L'Equipe. Ecco le verità di Rudy Pevenage

| 08/07/2010 | 11:32
Un incontro in una stanza d’albergo all'aeroporto di Bruxelles, lunedì. Rudy Pevenage, l'ex mentore di Jan Ullrich, è arrivato al mattino: vive a Grammont (Belgio), sulla strada del Giro delle Fiandre. Chiuso nel suo silenzio dal 2006, ora ha deciso di parlare. "Di recente, un dirigente francese ha detto che ero il diavolo del ciclismo. È ingiusto, io voglio spiegare”.

Incontra ancora Jan Ullrich?
- Di tanto in tanto. So che cerca di recuperare il tempo che ha perso la sua famiglia quando era corridore. Vuole vivere questi momenti semplici lontano dalla confusione del ciclismo mondiale, che non gli è mai veramente piaciuto.

- Ha mai pensato di tornare a correre?
- No. Sapeva che era impossibile. Jan è stato punito come Ivan Basso, ma la differenza è che lui è tedesco e vive in Svizzera. Due paesi in cui non vi è alcuna possibilità di fare ammenda e ricominciare tutto da zero dopo una sospensione.

- Lei si senti in colpa?
- Quanto è accaduto a Starsburgo è stato uno shock, ovviamente. Ma finora non ho parlato perché ho sempre sperato di tornare al ciclismo. Col senno di poi, dico che si sono limitati a punire il minimo numero di persone e hanno lasciatoi partire il Tour 2006 con almeno la metà del plotone che aveva commesso le stesse stronzate.

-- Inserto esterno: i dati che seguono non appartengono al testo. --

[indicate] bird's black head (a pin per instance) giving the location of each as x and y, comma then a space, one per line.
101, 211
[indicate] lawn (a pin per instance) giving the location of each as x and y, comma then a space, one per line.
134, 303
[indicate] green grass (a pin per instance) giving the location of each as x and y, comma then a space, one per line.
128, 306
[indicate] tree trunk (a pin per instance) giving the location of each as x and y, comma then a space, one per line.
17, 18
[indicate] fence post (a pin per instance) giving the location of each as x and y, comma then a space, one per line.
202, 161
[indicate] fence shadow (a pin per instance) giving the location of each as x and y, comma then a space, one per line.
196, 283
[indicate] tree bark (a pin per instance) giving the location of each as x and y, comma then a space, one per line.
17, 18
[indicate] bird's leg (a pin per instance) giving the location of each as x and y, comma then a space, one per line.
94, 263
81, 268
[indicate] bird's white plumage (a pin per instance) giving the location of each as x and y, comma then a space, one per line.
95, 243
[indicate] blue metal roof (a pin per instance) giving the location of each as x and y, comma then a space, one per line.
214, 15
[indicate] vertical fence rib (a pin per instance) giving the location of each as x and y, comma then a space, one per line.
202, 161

- Colpa del dottor Fuentes?
- Dobbiamo smettere di chiudere gli occhi, Fuentes non era l'unico medico attivo  in quel momento. Anche le altre squadre avevano la loro organizzazione medica. Ma quel che cosa è successo con Manolo Saiz e Rudy Pevenage ha salvato gli altri, come accadde per la Festina nel 1998. Una squadra all’indice, poi si è evitato di indagare sugli altri. Non c'è solidarietà nel ciclismo, sarebbe stato molto più utile che a Strasburgo tutti mettessero sul piatto la verità per ricominciare su nuove basi.

- Lei è sempre arrabbiato?
- No, la rabbia è finita, risale a quattro anni, ora ho digerito tutta la faccenda. Que le che non mi piace, invece, è vedere corridori clienti di Fuentes che sono ancora in prima fila a dare lezioni.

- Ma non si sarebbe potuto evitare quel che è successo a Strasburgo nel 2006?
- Forse sì, chissà... Il lunedi o il martedì che precedevano la partenza, un tizio altolocato mi ha chiamato per dirmi di far in modo di fermare Ullrich ad ogni costo: "Rudy, digli di rompersi una clavicola scendendo dalle scale", ha raccomandato. Ma come avrei potuto spiegarlo a Jan? Mi avrebbe preso per pazzo. E poi fino alla fine lui era convinto che avrebbe potuto correre e vincere il Tour. Nel pomeriggio di venerdì si è allenato come un matto, pedalando sui rulli nella sua camera...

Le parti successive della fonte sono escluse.